Created by Michael DeHaan and acquired by Red Hat in 2015, Ansible is an open- source, agentless, tool for software provisioning, configuration management, and application deployment. Users have the flexibility to turn their laptops into an Ansible control station to automate basic tasks, or they can deploy a dedicated host to use Ansible as an orchestration tool to roll out application updates while ensuring minimal downtime. Ansible provides a simple domain-specific language (DSL) to enable these different use cases. Ansible is popular among infrastructure engineers and developers because it requires minimal time and effort to get up and running. Before describing the specifics of Ansible, the following sections provide a high-level overview of how Ansible works.

A basic workflow for Ansible using playbooks looks something like that shown in Figure 17-1:

Figure 17-1 Workflow for Ansible Using Playbooks

1. Engineers create Ansible playbooks in YAML that describe a workflow or the configuration of infrastructure.

2. Ansible playbooks are deployed to an Ansible control station.

3. When the control station runs the Ansible playbooks, they typically copy modules written in Python to remote hosts.

4. Finally, Ansible runs the modules on the remote hosts to perform the work described in playbooks.

Ansible Components

Ansible requires a control machine to run the Ansible tool. By default, Ansible uses a push model to push changes to remote hosts from the Ansible control machine. The control machine can be any Linux/UNIX host with a Python interpreter that supports SSH or the required transport to devices managed by Ansible. Some of the important components of the Ansible control machine are as follows:

Modules are typically written in Python. They are typically copied to remote hosts and run by the Ansible tool. Ansible modules are referenced as tasks in Ansible playbooks or using CLI arguments in the Ansible ad hoc CLI tool.

Inventory files contain the hosts operated by Ansible.
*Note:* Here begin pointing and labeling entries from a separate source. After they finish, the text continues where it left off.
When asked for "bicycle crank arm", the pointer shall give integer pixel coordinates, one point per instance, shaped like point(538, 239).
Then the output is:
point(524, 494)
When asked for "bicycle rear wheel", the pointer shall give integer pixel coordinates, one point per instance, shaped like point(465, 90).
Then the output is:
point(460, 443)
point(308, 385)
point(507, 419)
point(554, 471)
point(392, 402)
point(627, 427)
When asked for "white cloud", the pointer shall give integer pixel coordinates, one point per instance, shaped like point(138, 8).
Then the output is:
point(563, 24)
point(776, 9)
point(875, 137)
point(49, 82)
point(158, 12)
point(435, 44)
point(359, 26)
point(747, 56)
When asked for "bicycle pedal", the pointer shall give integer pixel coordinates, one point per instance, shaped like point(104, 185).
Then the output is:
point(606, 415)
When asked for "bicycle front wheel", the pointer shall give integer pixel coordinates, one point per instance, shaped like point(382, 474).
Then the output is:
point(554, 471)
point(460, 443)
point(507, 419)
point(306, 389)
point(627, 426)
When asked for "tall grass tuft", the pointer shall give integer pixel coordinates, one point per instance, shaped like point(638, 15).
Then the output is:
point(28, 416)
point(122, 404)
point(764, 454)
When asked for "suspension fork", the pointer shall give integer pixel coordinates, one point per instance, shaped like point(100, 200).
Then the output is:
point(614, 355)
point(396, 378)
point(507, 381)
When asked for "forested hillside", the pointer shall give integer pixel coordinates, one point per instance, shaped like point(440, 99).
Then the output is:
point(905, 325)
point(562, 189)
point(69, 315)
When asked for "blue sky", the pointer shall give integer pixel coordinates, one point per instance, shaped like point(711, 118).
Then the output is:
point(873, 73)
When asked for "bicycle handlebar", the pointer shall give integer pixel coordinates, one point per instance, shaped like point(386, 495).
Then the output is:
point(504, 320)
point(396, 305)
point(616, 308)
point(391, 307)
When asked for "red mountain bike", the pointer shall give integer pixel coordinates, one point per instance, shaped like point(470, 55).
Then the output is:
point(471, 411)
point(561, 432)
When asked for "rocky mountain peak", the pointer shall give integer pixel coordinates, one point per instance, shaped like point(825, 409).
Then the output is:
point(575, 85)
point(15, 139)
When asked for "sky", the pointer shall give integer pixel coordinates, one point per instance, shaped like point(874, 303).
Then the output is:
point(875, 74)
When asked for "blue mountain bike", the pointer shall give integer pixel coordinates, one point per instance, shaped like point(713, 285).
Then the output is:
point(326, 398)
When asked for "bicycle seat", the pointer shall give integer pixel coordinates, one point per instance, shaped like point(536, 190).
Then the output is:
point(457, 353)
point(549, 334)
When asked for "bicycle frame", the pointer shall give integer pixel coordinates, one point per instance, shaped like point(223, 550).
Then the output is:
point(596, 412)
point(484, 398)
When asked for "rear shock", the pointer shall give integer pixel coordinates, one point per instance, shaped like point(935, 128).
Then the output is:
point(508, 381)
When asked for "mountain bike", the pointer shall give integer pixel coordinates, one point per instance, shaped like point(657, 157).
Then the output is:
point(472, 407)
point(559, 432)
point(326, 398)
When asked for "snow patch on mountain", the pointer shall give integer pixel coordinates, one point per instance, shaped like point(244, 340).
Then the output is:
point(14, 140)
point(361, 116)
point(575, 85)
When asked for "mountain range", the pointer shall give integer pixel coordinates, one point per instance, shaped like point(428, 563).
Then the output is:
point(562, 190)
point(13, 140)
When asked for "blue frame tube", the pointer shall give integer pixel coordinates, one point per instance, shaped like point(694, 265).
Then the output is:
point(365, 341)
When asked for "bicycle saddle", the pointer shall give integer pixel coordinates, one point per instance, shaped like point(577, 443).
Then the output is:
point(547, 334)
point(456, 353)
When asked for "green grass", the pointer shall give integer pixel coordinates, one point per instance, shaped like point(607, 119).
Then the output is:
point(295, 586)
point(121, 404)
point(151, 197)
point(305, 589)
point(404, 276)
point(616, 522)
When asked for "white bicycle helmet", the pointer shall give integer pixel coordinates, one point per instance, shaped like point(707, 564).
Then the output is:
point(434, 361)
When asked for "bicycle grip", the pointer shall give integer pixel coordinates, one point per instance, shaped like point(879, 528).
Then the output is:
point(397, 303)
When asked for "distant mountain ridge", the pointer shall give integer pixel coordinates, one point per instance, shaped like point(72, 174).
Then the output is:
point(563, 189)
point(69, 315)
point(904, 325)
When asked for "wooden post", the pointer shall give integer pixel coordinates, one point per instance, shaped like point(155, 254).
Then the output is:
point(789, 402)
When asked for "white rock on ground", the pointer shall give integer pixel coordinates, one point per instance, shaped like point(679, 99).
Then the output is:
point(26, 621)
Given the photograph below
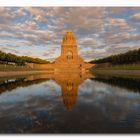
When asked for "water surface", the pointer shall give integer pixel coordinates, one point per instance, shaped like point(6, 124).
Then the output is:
point(69, 103)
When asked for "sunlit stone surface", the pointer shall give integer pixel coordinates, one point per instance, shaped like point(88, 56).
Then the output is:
point(69, 60)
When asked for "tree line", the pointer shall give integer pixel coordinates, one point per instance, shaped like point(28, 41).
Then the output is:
point(132, 56)
point(7, 58)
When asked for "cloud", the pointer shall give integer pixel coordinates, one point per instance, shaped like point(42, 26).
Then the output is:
point(100, 31)
point(136, 16)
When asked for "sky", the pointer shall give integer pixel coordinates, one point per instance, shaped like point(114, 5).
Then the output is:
point(38, 31)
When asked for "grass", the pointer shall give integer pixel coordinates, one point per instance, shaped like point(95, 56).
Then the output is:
point(4, 67)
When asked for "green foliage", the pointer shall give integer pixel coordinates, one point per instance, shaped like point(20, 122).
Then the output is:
point(7, 58)
point(125, 58)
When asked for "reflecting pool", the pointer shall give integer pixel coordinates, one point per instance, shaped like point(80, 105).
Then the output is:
point(69, 103)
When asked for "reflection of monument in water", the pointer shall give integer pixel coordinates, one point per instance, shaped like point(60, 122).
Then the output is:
point(69, 83)
point(69, 70)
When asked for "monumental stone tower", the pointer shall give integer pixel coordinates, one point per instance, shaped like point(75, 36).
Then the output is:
point(69, 58)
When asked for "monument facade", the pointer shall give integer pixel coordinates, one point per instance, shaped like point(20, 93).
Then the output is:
point(69, 60)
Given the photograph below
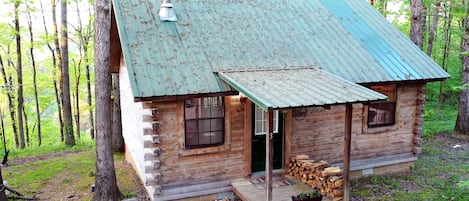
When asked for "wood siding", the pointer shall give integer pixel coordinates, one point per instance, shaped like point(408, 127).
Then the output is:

They contain group and host definitions that can be referenced by Ansible playbooks or using CLI arguments from the Ansible ad hoc CLI tool. A host can belong to multiple groups.

Playbooks are written in YAML and contain Ansible domain-specific language. To enable reuse, playbooks can be modularized much like software. Variables containing data for playbooks can be separated into YAML files residing on the Ansible control machine.

Configuration files control how the tool runs. For example, the configuration file can change the default directories of the modules.